Most advantageous to ATM's future is its strong base. "Even when there is an alternative technology," says Humphrey, "the transition costs are extensive. It's not just new equipment. It's an issue of training people and of mitigating the risks of moving to a new technology. The longer it takes MLPS or IP over lightwaves to be evolved and deployed, the more entrenched ATM networks become."
Another reason enterprises are hanging on to ATM is their legacy applications, particularly for secure transactions. Although new transport technologies might be deployed within the network, administrators are loathe to give it up and risk security breaches that might be possible with, say, IP over VPN.
Flynn says different enterprises have differing needs and ATM is important in many different vertical markets such as schools, hospitals and government. "They use ATM more and are continuing to deploy ATM. They have traffic that is mission-critical," she says.

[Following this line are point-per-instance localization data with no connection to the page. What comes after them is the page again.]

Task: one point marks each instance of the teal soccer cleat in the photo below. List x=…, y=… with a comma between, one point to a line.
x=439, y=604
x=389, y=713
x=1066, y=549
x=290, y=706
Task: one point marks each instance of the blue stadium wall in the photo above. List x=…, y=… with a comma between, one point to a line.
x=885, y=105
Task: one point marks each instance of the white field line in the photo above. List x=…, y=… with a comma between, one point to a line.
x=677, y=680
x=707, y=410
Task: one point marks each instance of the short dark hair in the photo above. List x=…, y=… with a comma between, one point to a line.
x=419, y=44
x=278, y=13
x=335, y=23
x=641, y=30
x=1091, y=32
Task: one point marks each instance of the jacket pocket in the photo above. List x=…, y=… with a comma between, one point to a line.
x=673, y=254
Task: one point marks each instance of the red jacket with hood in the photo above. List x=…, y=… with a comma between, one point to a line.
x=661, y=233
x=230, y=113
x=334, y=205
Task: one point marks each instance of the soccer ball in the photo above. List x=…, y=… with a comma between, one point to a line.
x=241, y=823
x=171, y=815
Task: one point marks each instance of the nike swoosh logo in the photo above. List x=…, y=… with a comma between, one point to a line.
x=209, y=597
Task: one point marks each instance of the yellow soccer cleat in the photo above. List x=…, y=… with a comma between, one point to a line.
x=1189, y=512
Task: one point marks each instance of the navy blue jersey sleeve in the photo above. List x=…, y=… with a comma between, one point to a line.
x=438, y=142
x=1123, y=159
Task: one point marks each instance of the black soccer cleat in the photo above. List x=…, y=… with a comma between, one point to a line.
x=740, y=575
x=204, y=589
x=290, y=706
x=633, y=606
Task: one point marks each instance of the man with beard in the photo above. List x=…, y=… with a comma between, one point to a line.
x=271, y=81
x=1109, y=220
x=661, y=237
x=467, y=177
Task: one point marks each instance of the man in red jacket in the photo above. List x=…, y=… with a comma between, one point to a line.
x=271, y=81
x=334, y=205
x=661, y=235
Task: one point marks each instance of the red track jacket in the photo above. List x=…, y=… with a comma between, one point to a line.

These enterprises need both speed and security. "Having that reliability, that quality of service is very critical to some of these types of enterprises." One such example being telemedicine.
Townsend says this is true as well in large corporate networks where there is a large ATM investment. "There's no reason to change," he says. "Once they've got it they're not going to give it up. It doesn't offer that much in savings to take it out and put something new in."
One factor folks had not counted on as regards ATM's continued stronghold was the impact the national economy compounded by the events of September 11 had on network deployment and investment. "It slowed innovation worldwide," says Humphrey. "This is something we could not have predicted."